Intraoperative Use of a Portable Large Field of View Gamma Camera and Handheld Gamma Detection Probe for Radioguided Localization and Prediction of Complete Surgical Resection of Gastrinoma: Proof of Concept.

Hall NC, Nichols SD, Povoski SP, James IA, Wright CL, Harris R, Schmidt CR, Muscarella P 2nd, Latchana N, Martin EW Jr, Ellison EC
J Am Coll Surg 221 300-8 08/01/2015

Abstract

BACKGROUND: Surgical management of Zollinger-Ellison syndrome (ZES) relies on localization and resection of all tumor foci. We describe the benefit of combined intraoperative use of a portable large field of view gamma camera (LFOVGC) and a handheld gamma detection probe (HGDP) for indium-111 ((111)In)-pentetreotide radioguided localization and confirmation of gastrinoma resection in ZES.

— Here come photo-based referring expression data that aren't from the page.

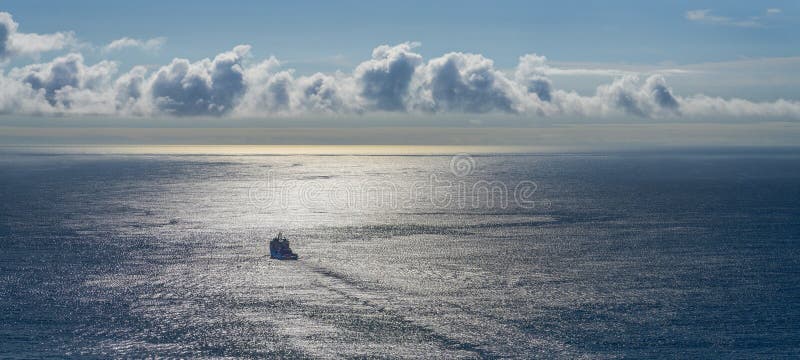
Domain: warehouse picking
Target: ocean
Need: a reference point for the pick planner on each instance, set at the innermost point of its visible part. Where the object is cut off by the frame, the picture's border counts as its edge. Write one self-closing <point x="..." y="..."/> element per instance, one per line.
<point x="687" y="254"/>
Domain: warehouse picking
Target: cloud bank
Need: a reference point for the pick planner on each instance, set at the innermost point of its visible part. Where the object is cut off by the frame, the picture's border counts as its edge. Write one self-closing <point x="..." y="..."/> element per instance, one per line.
<point x="126" y="43"/>
<point x="395" y="79"/>
<point x="15" y="43"/>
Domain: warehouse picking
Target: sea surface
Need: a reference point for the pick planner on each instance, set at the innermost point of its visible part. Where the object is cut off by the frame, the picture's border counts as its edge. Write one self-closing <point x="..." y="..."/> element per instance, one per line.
<point x="598" y="255"/>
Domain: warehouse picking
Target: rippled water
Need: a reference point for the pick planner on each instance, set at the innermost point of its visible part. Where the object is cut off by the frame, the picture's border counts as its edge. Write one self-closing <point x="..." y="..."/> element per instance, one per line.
<point x="619" y="255"/>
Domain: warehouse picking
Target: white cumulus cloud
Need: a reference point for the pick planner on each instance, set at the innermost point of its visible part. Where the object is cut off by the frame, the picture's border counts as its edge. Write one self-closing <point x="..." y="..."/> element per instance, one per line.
<point x="15" y="43"/>
<point x="126" y="42"/>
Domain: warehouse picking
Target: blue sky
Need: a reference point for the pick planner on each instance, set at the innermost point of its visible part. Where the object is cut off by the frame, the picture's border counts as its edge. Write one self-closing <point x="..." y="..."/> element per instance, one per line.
<point x="325" y="35"/>
<point x="527" y="61"/>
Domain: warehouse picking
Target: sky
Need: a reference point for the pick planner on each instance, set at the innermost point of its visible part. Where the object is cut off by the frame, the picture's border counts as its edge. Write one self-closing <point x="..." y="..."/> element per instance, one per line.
<point x="505" y="63"/>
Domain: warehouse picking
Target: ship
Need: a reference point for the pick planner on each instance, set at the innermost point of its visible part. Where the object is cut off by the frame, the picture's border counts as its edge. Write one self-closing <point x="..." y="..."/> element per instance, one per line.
<point x="279" y="248"/>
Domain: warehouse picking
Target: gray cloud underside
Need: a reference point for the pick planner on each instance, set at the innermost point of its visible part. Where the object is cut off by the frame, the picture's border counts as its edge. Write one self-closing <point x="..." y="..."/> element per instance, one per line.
<point x="395" y="79"/>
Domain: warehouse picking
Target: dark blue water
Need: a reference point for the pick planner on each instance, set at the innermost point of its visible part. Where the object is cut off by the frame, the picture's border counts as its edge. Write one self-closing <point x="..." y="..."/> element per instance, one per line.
<point x="615" y="255"/>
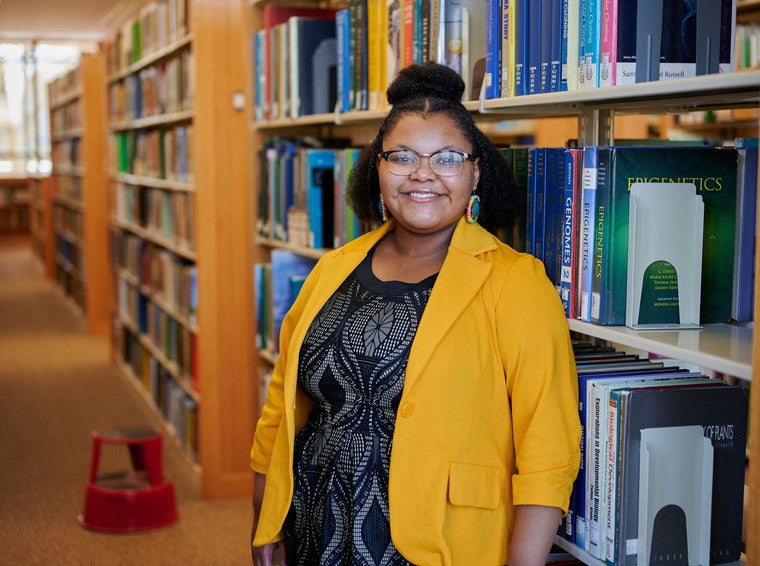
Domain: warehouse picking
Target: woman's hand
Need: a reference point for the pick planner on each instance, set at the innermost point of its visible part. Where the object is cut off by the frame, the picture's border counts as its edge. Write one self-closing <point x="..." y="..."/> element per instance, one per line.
<point x="269" y="554"/>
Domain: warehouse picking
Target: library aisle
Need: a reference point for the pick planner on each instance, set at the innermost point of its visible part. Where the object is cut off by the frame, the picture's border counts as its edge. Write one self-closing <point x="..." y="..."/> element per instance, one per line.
<point x="57" y="384"/>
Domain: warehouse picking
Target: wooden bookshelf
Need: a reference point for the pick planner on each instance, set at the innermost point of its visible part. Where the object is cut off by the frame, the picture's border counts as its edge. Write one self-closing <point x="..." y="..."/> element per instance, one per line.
<point x="209" y="191"/>
<point x="15" y="205"/>
<point x="588" y="115"/>
<point x="74" y="199"/>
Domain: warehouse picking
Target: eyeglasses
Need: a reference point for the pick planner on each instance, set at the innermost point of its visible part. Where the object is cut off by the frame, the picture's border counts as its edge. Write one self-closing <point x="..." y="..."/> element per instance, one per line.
<point x="444" y="162"/>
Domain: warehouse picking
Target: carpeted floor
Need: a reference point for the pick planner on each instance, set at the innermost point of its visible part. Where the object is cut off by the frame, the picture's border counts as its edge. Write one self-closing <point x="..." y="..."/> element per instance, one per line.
<point x="56" y="386"/>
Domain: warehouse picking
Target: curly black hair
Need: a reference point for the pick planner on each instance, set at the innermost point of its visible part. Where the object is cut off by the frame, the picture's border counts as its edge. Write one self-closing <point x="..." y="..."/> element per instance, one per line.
<point x="425" y="90"/>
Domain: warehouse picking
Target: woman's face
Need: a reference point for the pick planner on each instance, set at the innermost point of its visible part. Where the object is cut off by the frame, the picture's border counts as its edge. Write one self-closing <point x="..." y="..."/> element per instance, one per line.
<point x="423" y="202"/>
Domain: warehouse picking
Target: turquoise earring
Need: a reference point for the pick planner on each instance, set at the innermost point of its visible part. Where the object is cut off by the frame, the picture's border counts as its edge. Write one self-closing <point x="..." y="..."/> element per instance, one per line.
<point x="472" y="211"/>
<point x="383" y="210"/>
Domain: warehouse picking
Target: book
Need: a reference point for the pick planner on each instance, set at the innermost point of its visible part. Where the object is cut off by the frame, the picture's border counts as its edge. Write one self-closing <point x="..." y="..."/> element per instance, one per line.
<point x="713" y="172"/>
<point x="571" y="57"/>
<point x="285" y="266"/>
<point x="520" y="46"/>
<point x="493" y="49"/>
<point x="343" y="58"/>
<point x="664" y="256"/>
<point x="533" y="46"/>
<point x="586" y="227"/>
<point x="272" y="16"/>
<point x="319" y="180"/>
<point x="591" y="43"/>
<point x="571" y="195"/>
<point x="722" y="413"/>
<point x="746" y="204"/>
<point x="648" y="39"/>
<point x="305" y="36"/>
<point x="608" y="43"/>
<point x="675" y="491"/>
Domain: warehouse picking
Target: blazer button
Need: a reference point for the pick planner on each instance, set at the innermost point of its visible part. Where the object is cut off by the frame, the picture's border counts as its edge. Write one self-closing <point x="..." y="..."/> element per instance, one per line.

STUDY DESIGN: Five patients (6 cases) with (111)In-pentetreotide-avid ZES were evaluated. Patients were injected with (111)In-pentetreotide for diagnostic imaging the day before surgery. Intraoperatively, an HGDP and LFOVGC were used to localize (111)In-pentetreotide-avid lesions, guide resection, assess specimens for (111)In-pentetreotide activity, and to verify lack of abnormal post-resection surgical field activity.

RESULTS: Large field of view gamma camera imaging and HGDP-assisted detection were helpful for localization and guided resection of tumor and removal of (111)In-pentetreotide-avid tumor foci in all cases. In 3 of 5 patients (3 of 6 cases), these techniques led to detection and resection of additional tumor foci beyond those detected by standard surgical techniques. The (111)In-pentetreotide-positive or-negative specimens correlated with neuroendocrine tumors or benign pathology, respectively. In one patient with mild residual focal activity on post-resection portable LFOVGC imaging, thought to be artifact, had recurrence of disease in the same area 5 months after surgery.

CONCLUSIONS: Real-time LFOVGC imaging and HGDP use for surgical management of gastrinoma improve success of localizing and resecting all neuroendocrine tumor-positive tumor foci, providing instantaneous navigational feedback. This approach holds potential for improving long-term patient outcomes in patients with ZES.